Ciertas mujeres que han hecho historia, complementaron su paso por este mundo causando estragos como los huracanes. Y si no que lo digan las innumerables Lady, Lady Di (day) o Carolinas (de Mónaco, pero en este caso no hay mucho problema, salvo la proliferación) o las Grace (gréis, naturalmente). Y no escasean las Indiras o las Evas (con su inconcebible variante masculina, "Evo").
Ahora, justo es decir que también las simpatías políticas han hecho lo suyo. Fervorosos admiradores de Lenin han trasladado sus afectos ideológicos no solo a sus hijos con el nombre del revolucionario, sino a sus hijas, perpetuando el nombre de la esposa, Nadezhda Konstantinovna Krupskaya, al menos en el apellido; son innumerables las Kruskayas que circulan por nuestro universo latino. Aunque nunca he oído un Trotsky, (seguramente han existido) sí he leído sobre Stálines. Curiosamente todos parecen haberse inclinado por el fútbol como profesión y no por la militancia comunista.
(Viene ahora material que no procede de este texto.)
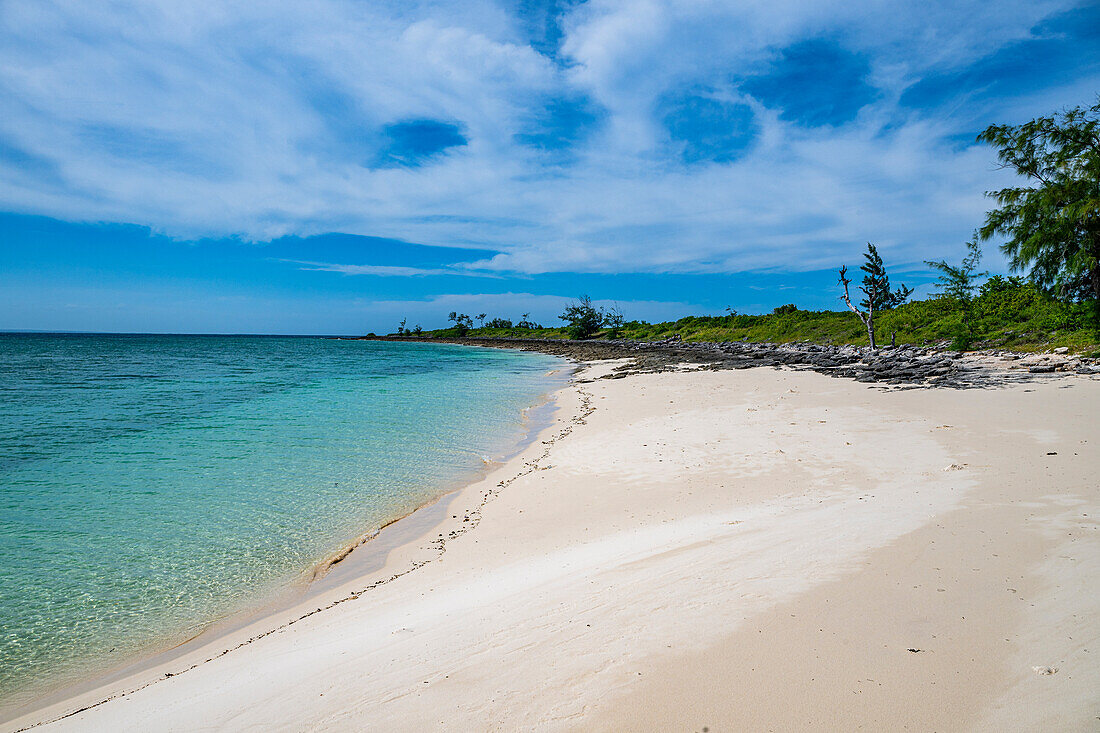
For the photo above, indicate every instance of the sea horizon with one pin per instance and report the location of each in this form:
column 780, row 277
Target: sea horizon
column 184, row 477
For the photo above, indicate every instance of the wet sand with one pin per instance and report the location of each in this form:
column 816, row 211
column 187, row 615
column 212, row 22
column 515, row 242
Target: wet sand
column 756, row 549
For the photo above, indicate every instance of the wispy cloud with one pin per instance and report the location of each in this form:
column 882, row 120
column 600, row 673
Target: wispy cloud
column 389, row 271
column 658, row 135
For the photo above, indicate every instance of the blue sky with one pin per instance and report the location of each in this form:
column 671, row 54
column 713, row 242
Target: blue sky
column 331, row 167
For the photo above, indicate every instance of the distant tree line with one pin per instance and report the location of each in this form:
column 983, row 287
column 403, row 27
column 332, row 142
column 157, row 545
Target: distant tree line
column 1053, row 230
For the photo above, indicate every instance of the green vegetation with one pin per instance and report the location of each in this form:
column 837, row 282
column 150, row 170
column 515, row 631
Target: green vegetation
column 1007, row 313
column 959, row 283
column 1054, row 226
column 876, row 290
column 1054, row 234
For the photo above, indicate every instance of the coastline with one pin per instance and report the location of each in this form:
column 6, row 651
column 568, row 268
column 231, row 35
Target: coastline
column 284, row 605
column 703, row 547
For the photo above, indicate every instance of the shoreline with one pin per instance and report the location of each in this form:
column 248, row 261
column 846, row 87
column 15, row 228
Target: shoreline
column 364, row 555
column 703, row 548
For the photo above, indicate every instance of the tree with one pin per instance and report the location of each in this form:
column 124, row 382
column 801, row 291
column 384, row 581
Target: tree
column 462, row 323
column 582, row 318
column 959, row 284
column 876, row 290
column 1053, row 226
column 878, row 281
column 613, row 321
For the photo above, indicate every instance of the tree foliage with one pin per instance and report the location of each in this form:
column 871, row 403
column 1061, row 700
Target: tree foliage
column 959, row 283
column 877, row 282
column 583, row 319
column 1054, row 225
column 462, row 323
column 876, row 290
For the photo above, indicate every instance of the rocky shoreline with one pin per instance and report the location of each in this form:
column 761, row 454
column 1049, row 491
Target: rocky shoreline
column 899, row 367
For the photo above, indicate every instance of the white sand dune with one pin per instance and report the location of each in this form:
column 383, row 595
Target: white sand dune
column 740, row 550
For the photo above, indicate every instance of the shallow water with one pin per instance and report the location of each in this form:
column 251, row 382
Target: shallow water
column 150, row 484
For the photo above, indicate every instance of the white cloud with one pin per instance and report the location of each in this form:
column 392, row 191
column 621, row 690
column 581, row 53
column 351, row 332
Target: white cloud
column 388, row 271
column 261, row 119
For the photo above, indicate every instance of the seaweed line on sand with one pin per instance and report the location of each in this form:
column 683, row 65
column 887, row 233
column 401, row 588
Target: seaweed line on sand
column 471, row 520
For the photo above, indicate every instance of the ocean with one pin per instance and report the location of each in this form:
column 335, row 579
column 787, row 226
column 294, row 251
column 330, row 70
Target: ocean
column 152, row 484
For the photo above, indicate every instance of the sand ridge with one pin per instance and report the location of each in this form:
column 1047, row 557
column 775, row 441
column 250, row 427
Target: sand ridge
column 745, row 550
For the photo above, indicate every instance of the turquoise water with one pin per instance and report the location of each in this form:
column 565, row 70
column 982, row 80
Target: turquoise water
column 150, row 484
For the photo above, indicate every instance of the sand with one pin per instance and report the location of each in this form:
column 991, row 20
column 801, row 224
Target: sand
column 755, row 549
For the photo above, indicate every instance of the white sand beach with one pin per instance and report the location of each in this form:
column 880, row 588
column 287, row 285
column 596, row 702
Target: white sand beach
column 730, row 550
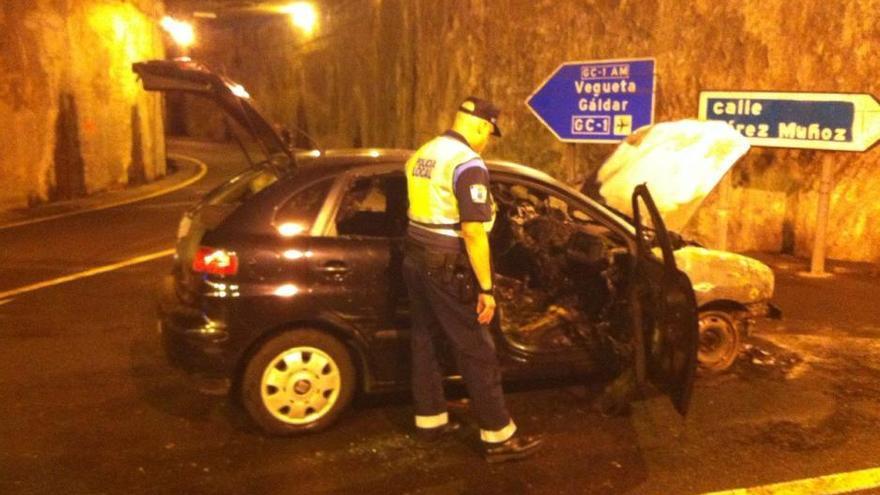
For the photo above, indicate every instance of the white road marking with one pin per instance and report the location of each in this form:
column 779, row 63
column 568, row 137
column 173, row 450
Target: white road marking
column 827, row 485
column 87, row 273
column 203, row 169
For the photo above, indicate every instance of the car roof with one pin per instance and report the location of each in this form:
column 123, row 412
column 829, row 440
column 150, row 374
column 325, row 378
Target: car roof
column 340, row 160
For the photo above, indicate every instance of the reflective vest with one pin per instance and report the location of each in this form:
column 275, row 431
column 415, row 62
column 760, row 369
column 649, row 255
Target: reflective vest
column 429, row 179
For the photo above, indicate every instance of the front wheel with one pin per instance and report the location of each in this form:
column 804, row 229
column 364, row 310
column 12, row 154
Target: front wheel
column 719, row 341
column 298, row 381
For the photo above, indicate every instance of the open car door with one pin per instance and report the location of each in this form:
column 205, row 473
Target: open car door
column 667, row 353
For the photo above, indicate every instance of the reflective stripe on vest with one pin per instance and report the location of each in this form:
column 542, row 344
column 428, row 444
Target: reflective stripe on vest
column 429, row 177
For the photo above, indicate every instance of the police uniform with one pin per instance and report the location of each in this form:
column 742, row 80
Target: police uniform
column 448, row 184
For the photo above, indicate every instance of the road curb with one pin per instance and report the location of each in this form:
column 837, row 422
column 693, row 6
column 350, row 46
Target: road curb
column 189, row 170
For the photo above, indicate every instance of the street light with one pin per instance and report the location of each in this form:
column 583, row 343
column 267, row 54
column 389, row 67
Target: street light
column 181, row 32
column 303, row 15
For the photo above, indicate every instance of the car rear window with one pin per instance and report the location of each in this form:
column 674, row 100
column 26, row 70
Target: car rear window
column 302, row 208
column 242, row 187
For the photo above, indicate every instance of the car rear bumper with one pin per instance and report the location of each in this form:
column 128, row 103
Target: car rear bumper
column 192, row 341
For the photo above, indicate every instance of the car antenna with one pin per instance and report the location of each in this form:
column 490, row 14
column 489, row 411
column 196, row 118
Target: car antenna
column 312, row 141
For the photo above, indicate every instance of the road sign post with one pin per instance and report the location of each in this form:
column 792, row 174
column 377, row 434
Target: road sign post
column 600, row 101
column 822, row 121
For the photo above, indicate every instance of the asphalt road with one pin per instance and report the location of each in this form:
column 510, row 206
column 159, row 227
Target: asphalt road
column 90, row 406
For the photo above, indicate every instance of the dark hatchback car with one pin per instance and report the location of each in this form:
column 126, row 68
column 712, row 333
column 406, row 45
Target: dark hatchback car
column 287, row 278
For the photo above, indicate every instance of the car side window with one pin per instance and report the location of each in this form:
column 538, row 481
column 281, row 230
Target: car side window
column 300, row 210
column 373, row 206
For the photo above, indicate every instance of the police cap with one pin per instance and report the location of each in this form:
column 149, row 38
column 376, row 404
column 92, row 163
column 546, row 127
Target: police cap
column 482, row 109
Y así podríamos seguir interminablemente. No sorprende entonces que el Coronel Chávez haya promulgado recientemente un decreto que limita los nombres de los venezolanos a 100, cuidadosamente escogidos y de impecable estirpe castellana. Algo similar hizo Argentina desde el siglo XIX cuando señaló de manera precisa los nombres que deberían portar sus ciudadanos, para salirle al paso de las posibles veleidades de su inmensa población inmigrante. Y es por eso, que no hay argentinos llamados Giovanni, Vicenzo, Vittorio, Giulio, Antonino, Rocco o Giuseppe.